À la fin de la première décennie de l’indépendance du Sénégal, la photographie n’est pas encore développée et elle semble être la chasse gardée des hommes. Avec les pesanteurs socioculturelles, peu de femmes y avaient accès. Dans son quotidien de jeune de la Médina, Awa veut pousser loin sa curiosité et toute la passion qu’elle a pour les arts et la culture. Employée à la Croix-Rouge sénégalaise comme monitrice en collectivité éducative, elle trouve, en même temps, les moyens de vivre pleinement sa passion. Tous les soirs, après ses services à la maternelle, elle observe méticuleusement des cours de technique de photographique à la Maison des jeunes et de la culture de Dakar, située à l’époque au Mausolée Seydou Nourou Tall, sur la Corniche ouest. Elle y est inscrite pour donner corps à ses rêves et passion. La reporter-photographe va suivre des cours de photographie pendant deux ans, en alliant théorie et pratique. Ses premières images sont constituées de photos de comptes rendus des expositions et autres activités culturelles qui pullulaient à l’époque dans la capitale sénégalaise. Awa Tounkara continuera à immortaliser ces grands moments d’expressions artistiques et culturelles, alors qu’elle fréquente toujours la maternelle de la Croix-Rouge.
Seulement, la fragilité de son état santé lui donnera une idée précise de ce qu’elle va faire plus tard. Le reste a été naturellement facilité par son amour de l’art et sa soif de liberté. « Comme j’avais une santé fragile et que j’aimais l’art, j’ai senti que la photographie pourrait bien me plaire. À la Maison de la jeunesse et de la culture, on apprenait tous les métiers. Personnellement, j’avais choisi d’apprendre la photographie », se souvient-elle avec un tantinet de nostalgie.
En 1972, elle est reçue au « Soleil », après avoir déposé une demande d’emploi par l’intermédiaire de Doudou Guèye, directeur de la Maison de la Culture. À cette période, « Le Soleil » avait son siège à l’ex-rue Thiers, devenue El Hadji Amadou Assane Ndoye. « Je connaissais personnellement le Président directeur général du « Soleil » de l’époque, Bara Diouf. J’avais aussi une famille française qui le connaissait », rappelle Awa Tounkara. Consciente de l’importance des archives et du labo dans la marche d’un journal à cette période, elle choisit de s’occuper du laboratoire de photographie du quotidien national. Avec passion et motivation, elle passe son temps à développer des clichés au labo, tout en contribuant gratuitement à la formation de beaucoup de photographes. « Au Soleil, il n’y avait ni archives ni rien pour un journal. Puisqu’il n’y avait personne pour s’occuper du laboratoire, j’en ai fait une priorité. J’ai intégré l’entreprise avec mes connaissances, on ne m’a rien appris sur place. Je savais déjà faire de la photo », fait-elle s’avoir.

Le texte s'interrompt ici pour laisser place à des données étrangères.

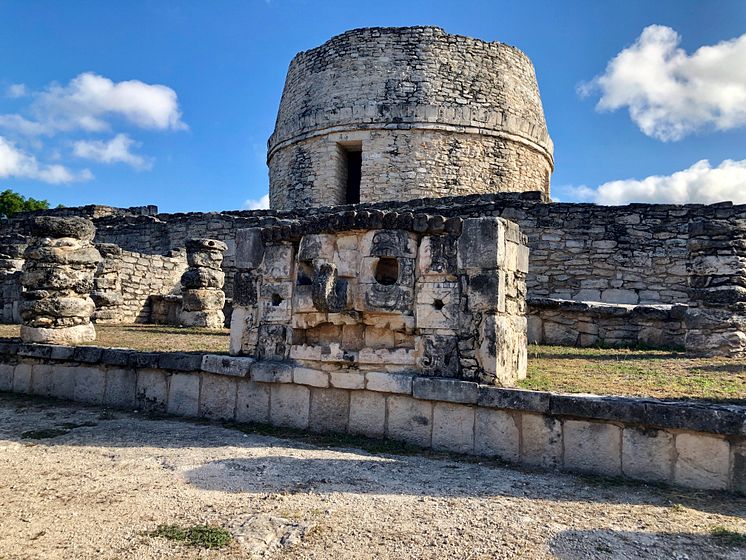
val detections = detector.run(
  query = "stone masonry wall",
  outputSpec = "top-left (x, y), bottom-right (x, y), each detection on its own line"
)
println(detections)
top-left (0, 341), bottom-right (746, 494)
top-left (268, 27), bottom-right (553, 210)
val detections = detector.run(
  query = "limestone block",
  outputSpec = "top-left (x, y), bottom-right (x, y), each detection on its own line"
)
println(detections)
top-left (386, 395), bottom-right (433, 447)
top-left (563, 420), bottom-right (622, 476)
top-left (0, 364), bottom-right (15, 391)
top-left (235, 228), bottom-right (264, 270)
top-left (236, 379), bottom-right (270, 424)
top-left (674, 433), bottom-right (730, 490)
top-left (458, 217), bottom-right (502, 270)
top-left (13, 364), bottom-right (31, 394)
top-left (417, 334), bottom-right (459, 377)
top-left (521, 414), bottom-right (562, 468)
top-left (137, 369), bottom-right (168, 412)
top-left (359, 229), bottom-right (417, 259)
top-left (358, 348), bottom-right (417, 366)
top-left (73, 366), bottom-right (106, 404)
top-left (415, 282), bottom-right (460, 331)
top-left (201, 354), bottom-right (256, 377)
top-left (104, 368), bottom-right (137, 409)
top-left (250, 360), bottom-right (293, 383)
top-left (309, 389), bottom-right (350, 433)
top-left (417, 235), bottom-right (458, 280)
top-left (270, 384), bottom-right (311, 429)
top-left (30, 364), bottom-right (54, 397)
top-left (365, 371), bottom-right (414, 395)
top-left (257, 324), bottom-right (290, 360)
top-left (347, 391), bottom-right (386, 438)
top-left (259, 282), bottom-right (293, 323)
top-left (21, 323), bottom-right (96, 346)
top-left (293, 367), bottom-right (329, 387)
top-left (167, 373), bottom-right (200, 416)
top-left (622, 426), bottom-right (674, 481)
top-left (474, 407), bottom-right (521, 462)
top-left (261, 243), bottom-right (294, 281)
top-left (732, 439), bottom-right (746, 494)
top-left (329, 370), bottom-right (365, 389)
top-left (432, 402), bottom-right (474, 453)
top-left (412, 377), bottom-right (479, 404)
top-left (195, 373), bottom-right (237, 420)
top-left (298, 233), bottom-right (335, 262)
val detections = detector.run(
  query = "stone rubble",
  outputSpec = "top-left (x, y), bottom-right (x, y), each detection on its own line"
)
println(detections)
top-left (20, 216), bottom-right (101, 345)
top-left (179, 239), bottom-right (228, 329)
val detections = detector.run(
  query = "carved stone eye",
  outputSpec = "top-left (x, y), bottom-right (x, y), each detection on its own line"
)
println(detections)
top-left (373, 257), bottom-right (399, 286)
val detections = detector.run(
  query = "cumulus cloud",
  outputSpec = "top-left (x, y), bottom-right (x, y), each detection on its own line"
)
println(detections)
top-left (73, 134), bottom-right (153, 169)
top-left (32, 72), bottom-right (186, 132)
top-left (569, 159), bottom-right (746, 205)
top-left (579, 25), bottom-right (746, 141)
top-left (0, 136), bottom-right (93, 183)
top-left (243, 194), bottom-right (269, 210)
top-left (5, 84), bottom-right (28, 99)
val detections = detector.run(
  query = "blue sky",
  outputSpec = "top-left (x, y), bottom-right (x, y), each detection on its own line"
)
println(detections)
top-left (0, 0), bottom-right (746, 212)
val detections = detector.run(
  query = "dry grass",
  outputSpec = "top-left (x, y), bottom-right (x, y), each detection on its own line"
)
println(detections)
top-left (0, 325), bottom-right (746, 404)
top-left (0, 325), bottom-right (229, 354)
top-left (520, 345), bottom-right (746, 404)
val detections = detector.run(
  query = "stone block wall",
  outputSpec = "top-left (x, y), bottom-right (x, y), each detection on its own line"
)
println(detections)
top-left (0, 342), bottom-right (746, 495)
top-left (231, 212), bottom-right (528, 385)
top-left (267, 27), bottom-right (554, 210)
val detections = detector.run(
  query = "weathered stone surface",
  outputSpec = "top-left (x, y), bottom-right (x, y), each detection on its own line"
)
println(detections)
top-left (674, 433), bottom-right (730, 490)
top-left (432, 402), bottom-right (474, 453)
top-left (236, 379), bottom-right (270, 424)
top-left (167, 373), bottom-right (200, 417)
top-left (563, 420), bottom-right (622, 476)
top-left (386, 395), bottom-right (433, 447)
top-left (622, 426), bottom-right (674, 481)
top-left (474, 408), bottom-right (520, 462)
top-left (199, 374), bottom-right (237, 420)
top-left (521, 413), bottom-right (562, 468)
top-left (348, 391), bottom-right (386, 438)
top-left (309, 389), bottom-right (350, 433)
top-left (270, 384), bottom-right (311, 429)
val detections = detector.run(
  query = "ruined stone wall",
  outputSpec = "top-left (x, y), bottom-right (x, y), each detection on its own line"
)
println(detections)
top-left (268, 27), bottom-right (553, 210)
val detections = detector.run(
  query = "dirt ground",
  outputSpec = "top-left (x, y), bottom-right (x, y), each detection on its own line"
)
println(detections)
top-left (0, 394), bottom-right (746, 560)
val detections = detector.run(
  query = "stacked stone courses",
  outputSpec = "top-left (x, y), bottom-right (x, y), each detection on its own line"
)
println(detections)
top-left (268, 27), bottom-right (553, 210)
top-left (20, 216), bottom-right (101, 344)
top-left (180, 239), bottom-right (228, 329)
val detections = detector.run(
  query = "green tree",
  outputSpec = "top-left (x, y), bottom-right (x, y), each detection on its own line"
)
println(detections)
top-left (0, 189), bottom-right (49, 218)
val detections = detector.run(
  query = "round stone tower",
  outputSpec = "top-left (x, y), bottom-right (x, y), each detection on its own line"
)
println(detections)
top-left (267, 27), bottom-right (554, 210)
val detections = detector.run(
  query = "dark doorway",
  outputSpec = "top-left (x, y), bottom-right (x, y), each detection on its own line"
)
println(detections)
top-left (345, 150), bottom-right (363, 204)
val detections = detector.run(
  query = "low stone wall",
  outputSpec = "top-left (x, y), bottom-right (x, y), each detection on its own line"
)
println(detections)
top-left (528, 298), bottom-right (688, 349)
top-left (0, 342), bottom-right (746, 494)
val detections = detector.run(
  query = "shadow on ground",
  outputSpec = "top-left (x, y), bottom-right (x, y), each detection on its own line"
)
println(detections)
top-left (549, 529), bottom-right (746, 560)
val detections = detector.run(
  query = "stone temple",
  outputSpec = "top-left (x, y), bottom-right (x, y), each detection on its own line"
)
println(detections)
top-left (267, 27), bottom-right (554, 210)
top-left (0, 27), bottom-right (746, 494)
top-left (0, 27), bottom-right (746, 370)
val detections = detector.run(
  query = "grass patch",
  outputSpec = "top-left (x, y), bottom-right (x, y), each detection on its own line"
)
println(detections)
top-left (519, 345), bottom-right (746, 404)
top-left (21, 428), bottom-right (70, 439)
top-left (150, 525), bottom-right (233, 548)
top-left (710, 525), bottom-right (746, 547)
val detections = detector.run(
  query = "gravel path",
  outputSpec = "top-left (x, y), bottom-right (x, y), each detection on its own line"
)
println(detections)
top-left (0, 394), bottom-right (746, 560)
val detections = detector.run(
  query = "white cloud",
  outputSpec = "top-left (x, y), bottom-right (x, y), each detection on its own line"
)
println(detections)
top-left (0, 136), bottom-right (93, 183)
top-left (73, 134), bottom-right (153, 169)
top-left (32, 72), bottom-right (187, 132)
top-left (5, 84), bottom-right (28, 99)
top-left (568, 159), bottom-right (746, 205)
top-left (243, 194), bottom-right (269, 210)
top-left (579, 25), bottom-right (746, 141)
top-left (0, 115), bottom-right (51, 136)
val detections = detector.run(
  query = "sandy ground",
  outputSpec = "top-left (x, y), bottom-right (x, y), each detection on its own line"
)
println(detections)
top-left (0, 394), bottom-right (746, 560)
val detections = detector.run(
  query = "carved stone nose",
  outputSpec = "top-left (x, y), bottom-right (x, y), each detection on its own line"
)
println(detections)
top-left (311, 263), bottom-right (347, 313)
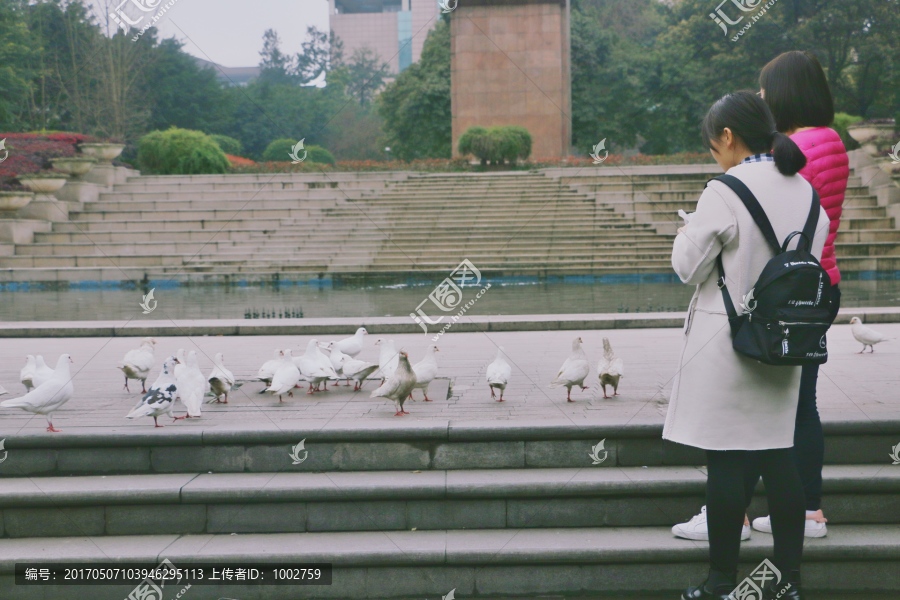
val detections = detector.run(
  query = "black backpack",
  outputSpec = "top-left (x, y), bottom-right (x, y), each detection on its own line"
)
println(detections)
top-left (707, 175), bottom-right (839, 366)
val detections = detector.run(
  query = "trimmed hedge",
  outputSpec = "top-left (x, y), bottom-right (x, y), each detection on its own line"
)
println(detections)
top-left (262, 138), bottom-right (335, 166)
top-left (457, 125), bottom-right (531, 165)
top-left (209, 133), bottom-right (244, 156)
top-left (138, 127), bottom-right (231, 175)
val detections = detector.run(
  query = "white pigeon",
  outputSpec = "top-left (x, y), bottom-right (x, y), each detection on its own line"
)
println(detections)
top-left (0, 354), bottom-right (75, 433)
top-left (175, 348), bottom-right (187, 379)
top-left (19, 354), bottom-right (37, 392)
top-left (118, 338), bottom-right (156, 394)
top-left (266, 348), bottom-right (301, 402)
top-left (320, 342), bottom-right (353, 385)
top-left (335, 327), bottom-right (369, 357)
top-left (485, 346), bottom-right (512, 402)
top-left (341, 354), bottom-right (378, 392)
top-left (294, 340), bottom-right (337, 394)
top-left (206, 352), bottom-right (234, 404)
top-left (256, 350), bottom-right (284, 394)
top-left (850, 317), bottom-right (894, 354)
top-left (409, 344), bottom-right (440, 402)
top-left (174, 350), bottom-right (209, 419)
top-left (307, 340), bottom-right (340, 392)
top-left (550, 337), bottom-right (591, 402)
top-left (369, 351), bottom-right (416, 417)
top-left (31, 354), bottom-right (53, 387)
top-left (375, 340), bottom-right (400, 382)
top-left (597, 338), bottom-right (625, 398)
top-left (125, 356), bottom-right (178, 427)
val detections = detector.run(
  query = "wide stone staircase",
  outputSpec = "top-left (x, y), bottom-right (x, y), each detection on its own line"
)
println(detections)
top-left (0, 421), bottom-right (900, 600)
top-left (554, 166), bottom-right (900, 273)
top-left (0, 159), bottom-right (900, 283)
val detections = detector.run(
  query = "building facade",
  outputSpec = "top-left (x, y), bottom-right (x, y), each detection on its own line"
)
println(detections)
top-left (450, 0), bottom-right (572, 158)
top-left (328, 0), bottom-right (440, 74)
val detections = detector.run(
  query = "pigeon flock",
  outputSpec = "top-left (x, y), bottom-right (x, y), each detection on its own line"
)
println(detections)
top-left (0, 317), bottom-right (894, 432)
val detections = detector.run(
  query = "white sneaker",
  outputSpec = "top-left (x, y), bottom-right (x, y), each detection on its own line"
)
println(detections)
top-left (753, 510), bottom-right (828, 537)
top-left (672, 506), bottom-right (750, 541)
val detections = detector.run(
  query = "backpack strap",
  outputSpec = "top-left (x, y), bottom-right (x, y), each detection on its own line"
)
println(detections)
top-left (803, 188), bottom-right (822, 252)
top-left (706, 173), bottom-right (780, 254)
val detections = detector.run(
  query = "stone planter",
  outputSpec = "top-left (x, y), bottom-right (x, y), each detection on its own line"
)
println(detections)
top-left (0, 192), bottom-right (34, 214)
top-left (19, 174), bottom-right (69, 194)
top-left (50, 156), bottom-right (97, 179)
top-left (81, 144), bottom-right (125, 164)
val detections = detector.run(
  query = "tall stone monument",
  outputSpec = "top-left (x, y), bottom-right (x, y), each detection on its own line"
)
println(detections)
top-left (450, 0), bottom-right (572, 158)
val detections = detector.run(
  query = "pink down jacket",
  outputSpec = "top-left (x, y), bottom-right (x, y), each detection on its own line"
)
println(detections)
top-left (791, 127), bottom-right (850, 285)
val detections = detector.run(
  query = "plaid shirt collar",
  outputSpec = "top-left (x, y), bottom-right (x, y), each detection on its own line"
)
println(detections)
top-left (741, 152), bottom-right (775, 164)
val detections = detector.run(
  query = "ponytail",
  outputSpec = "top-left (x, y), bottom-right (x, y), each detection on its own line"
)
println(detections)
top-left (700, 90), bottom-right (806, 175)
top-left (772, 131), bottom-right (806, 175)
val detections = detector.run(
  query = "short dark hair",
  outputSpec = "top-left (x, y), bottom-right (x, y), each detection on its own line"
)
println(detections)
top-left (700, 90), bottom-right (806, 175)
top-left (759, 50), bottom-right (834, 132)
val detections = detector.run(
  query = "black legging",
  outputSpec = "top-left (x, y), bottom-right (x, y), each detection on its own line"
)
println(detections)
top-left (706, 448), bottom-right (806, 581)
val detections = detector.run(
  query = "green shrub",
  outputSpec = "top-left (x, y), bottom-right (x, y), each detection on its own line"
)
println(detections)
top-left (306, 146), bottom-right (335, 166)
top-left (456, 127), bottom-right (487, 156)
top-left (507, 125), bottom-right (531, 160)
top-left (209, 133), bottom-right (244, 156)
top-left (262, 138), bottom-right (335, 166)
top-left (262, 138), bottom-right (298, 162)
top-left (137, 127), bottom-right (230, 175)
top-left (832, 113), bottom-right (863, 150)
top-left (457, 125), bottom-right (531, 165)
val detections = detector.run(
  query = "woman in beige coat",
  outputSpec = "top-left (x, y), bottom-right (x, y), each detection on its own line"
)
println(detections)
top-left (663, 92), bottom-right (829, 600)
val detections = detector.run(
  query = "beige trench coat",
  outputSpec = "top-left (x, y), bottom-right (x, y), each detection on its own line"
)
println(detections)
top-left (663, 162), bottom-right (829, 450)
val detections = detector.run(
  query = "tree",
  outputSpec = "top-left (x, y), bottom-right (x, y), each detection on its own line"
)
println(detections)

Après plusieurs années, la laborantine décide de se présenter au concours de reclassement des journalistes à l’initiative du Ministère de l’Information. Elle est admise et elle suit une formation au terme de laquelle elle est sortie quatrième de sa promotion. Awa Tounkara quitte alors le labo pour intégrer la rédaction. Ses anciens collègues du « Soleil » gardent en elle le souvenir d’un agent exemplaire à tout point de vue. « Elle fut une pionnière dans son domaine. Travailleuse infatigable doublé d’une forte personnalité », soutient Amadou Gaye, journaliste et ancien président du Conseil d’administration de la Société sénégalaise de presse et de publication (Sspp Le Soleil). « Elle est la pionnière des photographes. Je garde un bon souvenir de nos reportages chez nos amis les artistes pour les pages Culture du soleil », poursuit Jean Pires, ancien chef du desk Culture.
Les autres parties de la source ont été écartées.